Malgré un statut très bancal, fait de mesures hétéroclites, superposées parfois de façon
contradictoire, le nombre des auditeurs s'accroît : près d'un million de postes sous le deuxième
ministère Tardieu, en 1932. Témoin attentif de l'envolée de la radio aux États-Unis, André Tardieu
en multiplie l'utilisation : il s'adresse en anglais aux Américains et fait radiodiffuser ses discours
électoraux. Des candidats de l'opposition, seuls les députés radicaux Édouard Herriot et Joseph
Caillaux s'expriment à la radio d'État. Le socialiste Léon Blum, qui n'y a pas accès, proteste dans Le
Populaire, et Le Canard Enchaîné parle de « Radio-Tardieu ».

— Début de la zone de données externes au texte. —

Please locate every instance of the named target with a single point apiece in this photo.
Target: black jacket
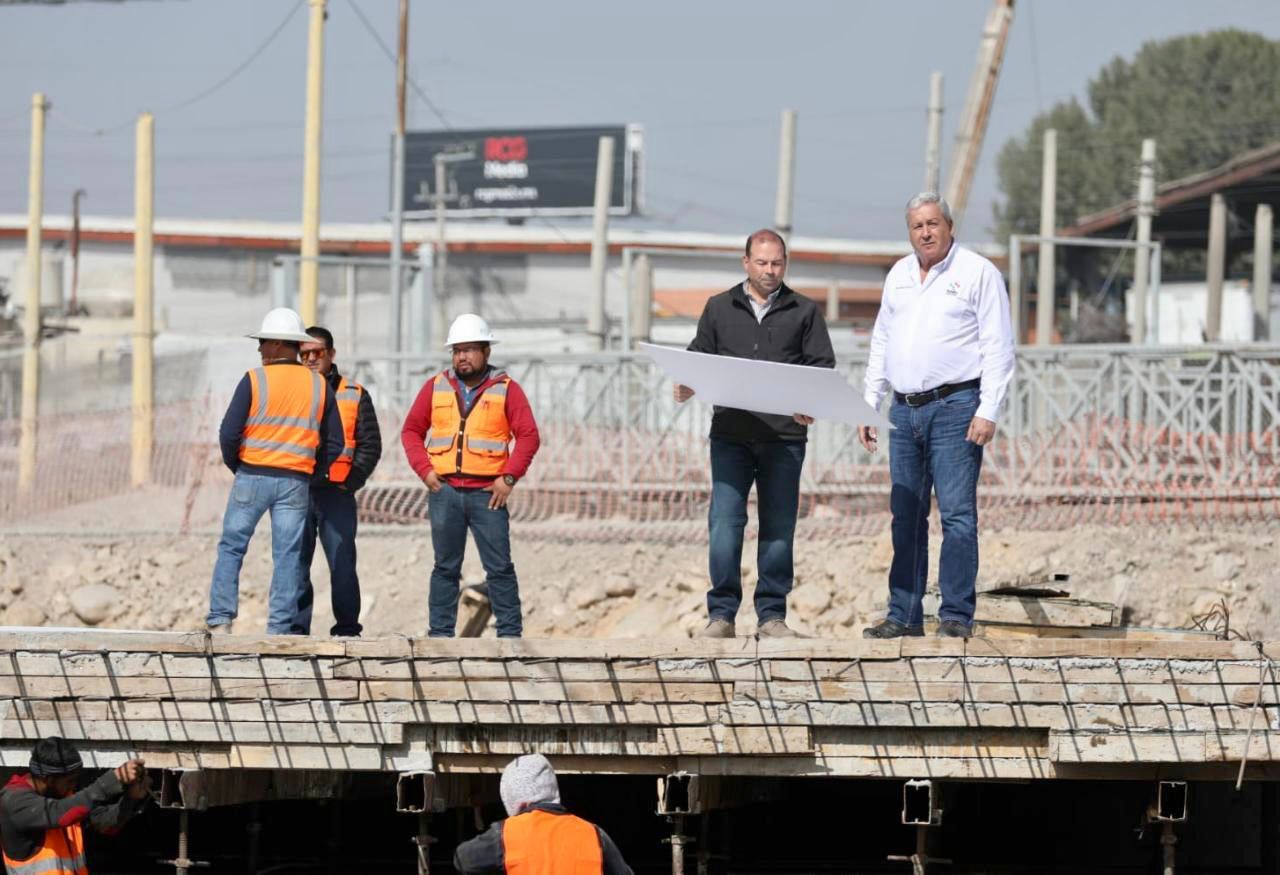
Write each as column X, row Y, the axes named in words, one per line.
column 484, row 853
column 369, row 440
column 26, row 815
column 792, row 333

La place de la radio dans la vie politique s'élargit en 1934. Les manifestations d'extrême droite, le 6
février, près de la Chambre des députés, sont rapportées inégalement par les différentes radios.
Peu après, imitant Roosevelt, le nouveau président du Conseil, Paul Doumergue, s'adresse à six
reprises aux Français pour présenter et justifier sa politique : « Les conversations à la radio,
écoutées dans les familles, doivent accroître la confiance déjà accordée par le pays et méritée par les
actes du gouvernement », commente Le Temps. Or cette innovation est perçue dans la classe
politique comme un moyen de s'adresser à l'opinion par-delà le Parlement et provoque d'autant
plus d'inquiétude chez les partis et les journaux de gauche que Paul Doumergue en use pour
annoncer un projet de révision institutionnelle. Dans Le Populaire, Léon Blum s'émeut : « C'est le
pouvoir personnel. Il cherche à placer d'emblée son ministère puis les Chambres sous le coup d'une
injonction populaire qui ne serait pas un référendum mais vraiment un plébiscite. »

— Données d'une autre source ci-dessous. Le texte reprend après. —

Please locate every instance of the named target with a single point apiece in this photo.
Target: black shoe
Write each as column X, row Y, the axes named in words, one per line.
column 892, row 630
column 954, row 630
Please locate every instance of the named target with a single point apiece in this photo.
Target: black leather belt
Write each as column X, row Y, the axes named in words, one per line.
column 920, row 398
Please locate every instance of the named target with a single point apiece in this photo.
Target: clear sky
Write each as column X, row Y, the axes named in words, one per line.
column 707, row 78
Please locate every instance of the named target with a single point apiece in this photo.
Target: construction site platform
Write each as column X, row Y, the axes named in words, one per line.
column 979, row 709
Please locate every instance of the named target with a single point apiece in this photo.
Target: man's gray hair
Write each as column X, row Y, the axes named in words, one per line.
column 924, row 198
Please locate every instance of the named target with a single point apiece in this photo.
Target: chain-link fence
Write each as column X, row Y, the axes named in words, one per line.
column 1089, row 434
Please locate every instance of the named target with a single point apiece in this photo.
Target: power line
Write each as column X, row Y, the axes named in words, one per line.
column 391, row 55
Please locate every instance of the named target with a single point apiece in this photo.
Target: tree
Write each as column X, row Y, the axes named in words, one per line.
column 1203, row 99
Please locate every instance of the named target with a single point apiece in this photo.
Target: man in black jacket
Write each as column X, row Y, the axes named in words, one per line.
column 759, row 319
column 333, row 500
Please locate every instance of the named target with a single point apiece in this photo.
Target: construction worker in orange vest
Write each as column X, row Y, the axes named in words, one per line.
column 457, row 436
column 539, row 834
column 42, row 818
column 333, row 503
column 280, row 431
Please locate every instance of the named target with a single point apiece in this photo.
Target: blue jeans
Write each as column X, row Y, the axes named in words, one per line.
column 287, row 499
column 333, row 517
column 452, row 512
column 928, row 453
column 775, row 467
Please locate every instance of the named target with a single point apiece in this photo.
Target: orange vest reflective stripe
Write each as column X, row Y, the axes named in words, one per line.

Au printemps 1936, Georges Mandel organise la première campagne électorale radiophonique : sur
les postes d'État, le temps de parole est équitablement réparti entre les différentes formations
politiques. Au micro de Radio-Paris, Maurice Thorez prononce le fameux discours de « la main
tendue » aux ouvriers et employés catholiques.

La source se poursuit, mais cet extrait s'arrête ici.